Not to be fixed
Created: May 9, 2013
Updated: Apr 19, 2018
Resolved Date: Apr 17, 2018
Previous ID: LIN5-5725, LIN6-3076
Found In Version: 6.0
Severity: Severe
Applicable for: Wind River Linux 6
Component/s: Kernel
In customer's network night test environment(custom run many auto scripts which have many NIC shutdown/no shutdown operation), they often meet the following issue(can met every night):
/*****************************************************************/
e1000 0000:02:01.0: eth1: Reset adapter
e1000 0000:02:01.0: eth1: e1000_reinit_safe set __E1000_RESETTING
e1000 0000:02:01.0: eth1: e1000_reinit_safe reset __E1000_RESETTING
e1000: eth1 NIC Link is Up 1000 Mbps Full Duplex, Flow Control: None
e1000 0000:02:03.0: eth3: Reset adapter
e1000 0000:02:03.0: eth3: e1000_reinit_safe set __E1000_RESETTING
------------[ cut here ]------------
WARNING: at /ers_rp/build-rp-wrl5/build/projectDir-intel-xeon-core_32-RGZ4vx/bitbake_build/tmp/work/intel_xeon_core_32-wrs-linux/linux-windriver-3.4-r0/linux/drivers/net/ethernet/intel/e1000/e1000_main.c:1461 e1000_close+0x94/0xa0()
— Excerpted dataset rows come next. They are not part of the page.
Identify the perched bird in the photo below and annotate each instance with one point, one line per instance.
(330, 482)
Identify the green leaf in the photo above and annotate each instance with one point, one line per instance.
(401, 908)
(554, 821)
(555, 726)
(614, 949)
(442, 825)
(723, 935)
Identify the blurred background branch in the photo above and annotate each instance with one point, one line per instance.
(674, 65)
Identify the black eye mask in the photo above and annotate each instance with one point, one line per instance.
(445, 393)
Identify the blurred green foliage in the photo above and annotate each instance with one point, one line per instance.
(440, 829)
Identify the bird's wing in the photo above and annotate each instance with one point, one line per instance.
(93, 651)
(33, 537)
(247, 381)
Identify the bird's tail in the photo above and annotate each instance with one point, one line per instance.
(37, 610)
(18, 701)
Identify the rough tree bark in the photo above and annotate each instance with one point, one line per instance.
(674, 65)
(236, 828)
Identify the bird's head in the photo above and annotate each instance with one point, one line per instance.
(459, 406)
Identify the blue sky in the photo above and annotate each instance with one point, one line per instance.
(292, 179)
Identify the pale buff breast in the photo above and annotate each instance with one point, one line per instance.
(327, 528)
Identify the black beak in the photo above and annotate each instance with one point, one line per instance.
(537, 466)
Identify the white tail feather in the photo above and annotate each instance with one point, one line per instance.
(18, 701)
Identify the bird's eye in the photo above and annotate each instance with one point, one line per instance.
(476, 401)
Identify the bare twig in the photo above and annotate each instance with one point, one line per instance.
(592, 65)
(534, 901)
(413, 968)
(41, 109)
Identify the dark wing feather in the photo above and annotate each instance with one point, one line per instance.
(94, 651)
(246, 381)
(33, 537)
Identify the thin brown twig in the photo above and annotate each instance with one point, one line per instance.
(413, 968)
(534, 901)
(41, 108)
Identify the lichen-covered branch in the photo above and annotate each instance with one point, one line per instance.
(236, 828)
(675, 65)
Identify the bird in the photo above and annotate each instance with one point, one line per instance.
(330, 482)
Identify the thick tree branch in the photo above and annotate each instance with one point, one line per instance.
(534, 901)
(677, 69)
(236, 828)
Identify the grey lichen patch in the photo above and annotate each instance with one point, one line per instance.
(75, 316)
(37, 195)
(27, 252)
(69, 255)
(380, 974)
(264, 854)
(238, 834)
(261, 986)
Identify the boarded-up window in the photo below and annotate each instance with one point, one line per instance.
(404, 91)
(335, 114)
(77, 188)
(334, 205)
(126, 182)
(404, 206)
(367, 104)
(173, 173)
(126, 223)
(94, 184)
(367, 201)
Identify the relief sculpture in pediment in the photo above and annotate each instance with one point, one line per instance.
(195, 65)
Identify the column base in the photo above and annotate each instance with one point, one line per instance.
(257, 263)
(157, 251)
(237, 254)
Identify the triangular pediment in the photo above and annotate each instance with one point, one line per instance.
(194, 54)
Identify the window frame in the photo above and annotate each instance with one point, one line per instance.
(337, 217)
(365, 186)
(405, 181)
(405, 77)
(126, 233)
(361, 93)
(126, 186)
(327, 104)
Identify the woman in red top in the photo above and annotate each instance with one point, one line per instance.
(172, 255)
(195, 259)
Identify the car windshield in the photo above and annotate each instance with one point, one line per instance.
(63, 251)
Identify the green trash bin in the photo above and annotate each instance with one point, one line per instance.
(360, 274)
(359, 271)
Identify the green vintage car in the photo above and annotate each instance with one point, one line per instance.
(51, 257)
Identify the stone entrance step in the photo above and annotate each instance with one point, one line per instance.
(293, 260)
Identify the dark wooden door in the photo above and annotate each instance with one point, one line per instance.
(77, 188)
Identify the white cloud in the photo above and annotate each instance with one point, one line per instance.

Hardware name: VMware Virtual Platform
Modules linked in: evdev power_supply container hwmon processor coretemp ata_generic aes_i586 cryptd aesni_intel ac layer2_module x_tables ip_tables iptable_filter
Pid: 1119, comm: HSL Tainted: G W 3.4.34-WR5.0.1.0_standard #3
Call Trace:
[<c1032822>] warn_slowpath_common+0x72/0xa0
[<c14adcf4>] ? e1000_close+0x94/0xa0
[<c14adcf4>] ? e1000_close+0x94/0xa0
[<c1032872>] warn_slowpath_null+0x22/0x30
[<c14adcf4>] e1000_close+0x94/0xa0
[<c15ca871>] __dev_close_many+0x71/0xc0
[<c1038be3>] ? local_bh_enable_ip+0x43/0xa0
[<c15ca8ed>] __dev_close+0x2d/0x40
[<c15cef72>] __dev_change_flags+0x82/0x150
[<c12e8dcc>] ? security_capable+0x1c/0x30
[<c15cf0e1>] dev_change_flags+0x21/0x60
[<c16498a0>] devinet_ioctl+0x560/0x6b0
[<c133ee76>] ? __percpu_counter_add+0xa6/0xf0
[<c164a38d>] inet_ioctl+0x8d/0xb0
[<c15b822d>] sock_ioctl+0x6d/0x290
[<c15b81c0>] ? sock_fasync+0x90/0x90
[<c113e5c2>] do_vfs_ioctl+0x82/0x570
[<c15b90d4>] ? sock_map_fd+0x24/0x30
[<c15ba0e0>] ? sys_socket+0x50/0xf0
[<c15bb527>] ? sys_socketcall+0x77/0x370
[<c113eb19>] sys_ioctl+0x69/0xe0
[<c1752690>] sysenter_do_call+0x12/0x26
---[ end trace 515a98bd32c5aba3 ]---
/********************************************************/
From the codes of calling e1000_reinit_safe:
/********************************************************/
static void e1000_reinit_safe(struct e1000_adapter *adapter)
{
while (test_and_set_bit(__E1000_RESETTING, &adapter->flags))
msleep(1);
mutex_lock(&adapter->mutex);
e1000_down(adapter);
e1000_up(adapter);
mutex_unlock(&adapter->mutex);
clear_bit(__E1000_RESETTING, &adapter->flags);
}
/********************************************************/
We can see after setting __E1000_RESETTING flag, it will sleep for a while before geting adapter->mutex, at this time, other task may call e1000_close, and found the RESETTING flag is still there will throw the above Warning, if the mutex can not be got all the time, there maybe the above issue.
And after doing some searching on web, found there is a similiar issue:adapter is being closed and reset simultaneously(http://kernel.opensuse.org/cgit/kernel/commit/?id=bb9e44d0d0f45da356c39e485edacff6e14ba961), but it issue on e1000e, after made some changes under the guide of that patch, the frequency of this issue is few, but still can be met.
Hard to reproduce on our side, but customer can meet everynight.